Effect of CCKR antagonists on the expression of c-Fos in fed rats treated with 2-deoxyglucose (2-DOG)
| Treatment | PVN | PVNp | NTS |
|---|---|---|---|
| Vehicle+vehicle | 43.3±11.1 (5) | 15.3±2.9 (5) | 6.5±1.5 (5) |
| Vehicle+2-DOG | 2210.0±269.7** (5) | 236.3±19.3** (5) | 119.7±8.4** (5) |
| SR-27,897+vehicle | 64.7±12.7 (4) | 21.0±3.5 (4) | 4.5±0.9 (4) |
| SR-27,897+2-DOG | 113.0±39.9 (5) | 23.3±3.9 (5) | 31.3±4.7*(5) |
| L-365,260+Vehicle | 86.7±3.7 (3) | 26.3±5.7 (3) | 4.0±0.9 (3) |
| L-365,260+2-DOG | 2732.0±338.7 (5) | 224.0±15.4 (5) | 130.7±6.1 (5) |
Values are mean±s.e.m. from 3–5 animals. For each animal, 4–6 sections containing the area were counted and an average value obtained. The effect of SR-27,897 (0.3 mg kg−1) was significant in total PVN and also in parvocellular PVN (**P<0.01, compared to vehicle+vehicle, SR-27,897+vehicle and SR-27,897+2-DOG groups; Newman–Keuls' test).
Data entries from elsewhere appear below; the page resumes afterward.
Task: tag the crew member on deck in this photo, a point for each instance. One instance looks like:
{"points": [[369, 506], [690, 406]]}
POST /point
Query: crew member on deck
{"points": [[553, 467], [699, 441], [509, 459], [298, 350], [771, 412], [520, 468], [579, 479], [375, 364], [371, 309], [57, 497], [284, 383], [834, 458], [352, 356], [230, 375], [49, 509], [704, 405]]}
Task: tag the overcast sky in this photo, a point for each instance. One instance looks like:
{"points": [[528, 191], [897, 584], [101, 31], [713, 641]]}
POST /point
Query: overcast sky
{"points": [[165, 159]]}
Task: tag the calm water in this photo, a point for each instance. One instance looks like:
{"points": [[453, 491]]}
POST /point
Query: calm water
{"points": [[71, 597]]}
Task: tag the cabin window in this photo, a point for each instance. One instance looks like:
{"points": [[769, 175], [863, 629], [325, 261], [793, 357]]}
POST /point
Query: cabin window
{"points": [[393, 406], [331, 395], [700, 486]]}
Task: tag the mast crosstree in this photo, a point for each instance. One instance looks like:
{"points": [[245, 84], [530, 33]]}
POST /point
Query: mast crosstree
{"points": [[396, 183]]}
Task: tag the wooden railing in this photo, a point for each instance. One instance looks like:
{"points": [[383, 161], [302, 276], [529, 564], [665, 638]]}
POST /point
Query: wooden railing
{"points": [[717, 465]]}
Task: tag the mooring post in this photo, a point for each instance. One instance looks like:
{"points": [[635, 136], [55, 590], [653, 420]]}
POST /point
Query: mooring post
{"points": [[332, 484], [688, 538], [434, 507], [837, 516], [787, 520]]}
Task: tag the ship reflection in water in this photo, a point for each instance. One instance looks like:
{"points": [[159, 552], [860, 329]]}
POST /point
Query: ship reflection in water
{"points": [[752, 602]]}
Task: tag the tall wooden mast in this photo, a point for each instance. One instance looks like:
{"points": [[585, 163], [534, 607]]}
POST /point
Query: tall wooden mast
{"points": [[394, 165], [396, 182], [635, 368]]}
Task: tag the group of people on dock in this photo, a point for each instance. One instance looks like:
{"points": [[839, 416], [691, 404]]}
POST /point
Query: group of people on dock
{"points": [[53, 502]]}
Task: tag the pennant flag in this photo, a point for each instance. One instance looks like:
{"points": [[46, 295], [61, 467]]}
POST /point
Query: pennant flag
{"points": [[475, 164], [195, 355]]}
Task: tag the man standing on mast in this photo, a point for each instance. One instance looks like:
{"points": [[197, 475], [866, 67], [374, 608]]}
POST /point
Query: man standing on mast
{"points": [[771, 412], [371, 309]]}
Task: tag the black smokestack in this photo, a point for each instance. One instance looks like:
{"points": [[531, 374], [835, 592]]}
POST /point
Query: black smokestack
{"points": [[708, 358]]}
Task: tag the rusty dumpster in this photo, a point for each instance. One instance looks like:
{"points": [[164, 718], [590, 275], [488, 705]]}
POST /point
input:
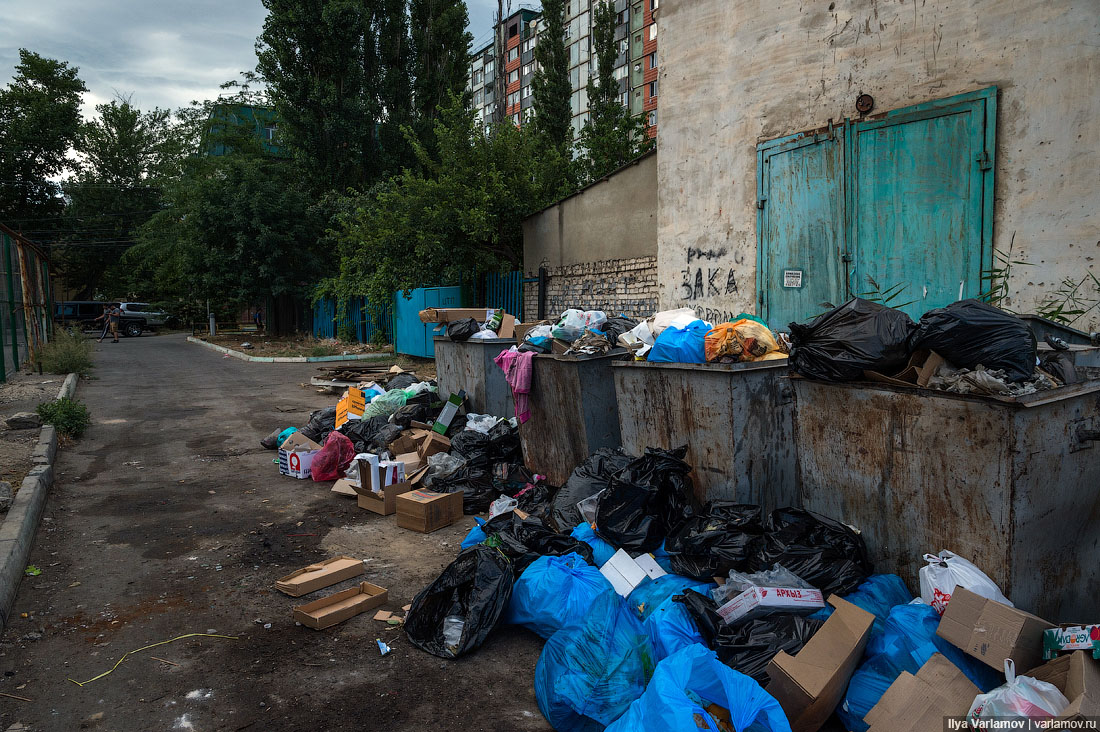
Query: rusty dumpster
{"points": [[573, 413], [469, 366], [736, 421], [1012, 484]]}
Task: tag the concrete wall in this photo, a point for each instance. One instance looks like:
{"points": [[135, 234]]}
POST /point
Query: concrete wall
{"points": [[615, 218], [735, 73]]}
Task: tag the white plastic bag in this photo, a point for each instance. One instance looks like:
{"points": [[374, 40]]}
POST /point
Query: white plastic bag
{"points": [[503, 504], [943, 572], [1021, 697]]}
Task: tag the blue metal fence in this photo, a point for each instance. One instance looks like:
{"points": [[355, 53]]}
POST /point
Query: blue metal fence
{"points": [[354, 316]]}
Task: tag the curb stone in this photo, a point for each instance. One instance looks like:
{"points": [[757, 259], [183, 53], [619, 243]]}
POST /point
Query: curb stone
{"points": [[21, 524], [289, 359]]}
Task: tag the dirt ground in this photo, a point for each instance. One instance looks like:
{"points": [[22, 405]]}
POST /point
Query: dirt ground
{"points": [[167, 519], [22, 392]]}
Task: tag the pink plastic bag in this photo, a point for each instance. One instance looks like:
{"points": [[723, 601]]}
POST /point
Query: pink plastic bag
{"points": [[333, 459]]}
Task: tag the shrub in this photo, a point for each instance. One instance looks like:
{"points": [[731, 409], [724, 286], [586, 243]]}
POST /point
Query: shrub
{"points": [[67, 415], [68, 352]]}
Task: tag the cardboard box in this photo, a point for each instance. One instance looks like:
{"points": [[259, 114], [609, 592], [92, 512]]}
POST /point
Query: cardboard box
{"points": [[623, 572], [992, 632], [757, 601], [425, 511], [1078, 678], [319, 576], [452, 314], [338, 608], [915, 703], [385, 503], [1070, 637], [811, 685]]}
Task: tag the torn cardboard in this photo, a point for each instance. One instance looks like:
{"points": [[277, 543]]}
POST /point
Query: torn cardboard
{"points": [[915, 703], [426, 511], [992, 632], [338, 608], [811, 685], [319, 576]]}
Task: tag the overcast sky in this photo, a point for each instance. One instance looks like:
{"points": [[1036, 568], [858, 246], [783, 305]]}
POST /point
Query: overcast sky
{"points": [[164, 53]]}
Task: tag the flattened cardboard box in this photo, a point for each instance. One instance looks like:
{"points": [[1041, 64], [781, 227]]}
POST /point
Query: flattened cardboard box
{"points": [[914, 703], [992, 632], [319, 576], [1078, 677], [425, 511], [810, 686], [338, 608]]}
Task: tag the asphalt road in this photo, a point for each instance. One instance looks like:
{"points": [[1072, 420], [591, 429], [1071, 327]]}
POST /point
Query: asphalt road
{"points": [[168, 519]]}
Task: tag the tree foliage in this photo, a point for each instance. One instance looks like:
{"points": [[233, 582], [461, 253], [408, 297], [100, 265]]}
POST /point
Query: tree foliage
{"points": [[40, 121], [612, 137]]}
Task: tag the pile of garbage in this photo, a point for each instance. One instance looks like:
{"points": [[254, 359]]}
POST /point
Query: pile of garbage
{"points": [[968, 347], [659, 613]]}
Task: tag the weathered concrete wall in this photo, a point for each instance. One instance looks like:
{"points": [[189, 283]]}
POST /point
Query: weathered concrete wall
{"points": [[614, 218], [738, 72]]}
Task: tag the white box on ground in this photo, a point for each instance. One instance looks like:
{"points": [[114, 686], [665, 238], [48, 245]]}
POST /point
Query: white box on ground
{"points": [[757, 601], [623, 572]]}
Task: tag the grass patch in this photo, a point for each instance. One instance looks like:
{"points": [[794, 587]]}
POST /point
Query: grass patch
{"points": [[68, 352], [67, 415]]}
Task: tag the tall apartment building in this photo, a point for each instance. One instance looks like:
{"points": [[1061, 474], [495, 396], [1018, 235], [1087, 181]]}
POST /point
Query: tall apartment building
{"points": [[636, 66]]}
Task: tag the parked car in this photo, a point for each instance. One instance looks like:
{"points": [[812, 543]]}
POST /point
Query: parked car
{"points": [[83, 314]]}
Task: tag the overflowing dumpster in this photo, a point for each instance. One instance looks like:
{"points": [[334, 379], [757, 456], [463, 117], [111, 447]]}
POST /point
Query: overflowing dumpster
{"points": [[736, 421], [573, 413], [1010, 483], [469, 367]]}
In the NTS, SR-27,897 significantly decreased c-FOS expression (**P<0.01, compared to vehicle+vehicle, SR-27,897+vehicle and SR-27,897+2-DOG groups; *P>0.05 compared to vehicle+vehicle, SR-27,897+vehicle groups; Newman–Keuls' test). The number within parentheses corresponds to the number of animals used.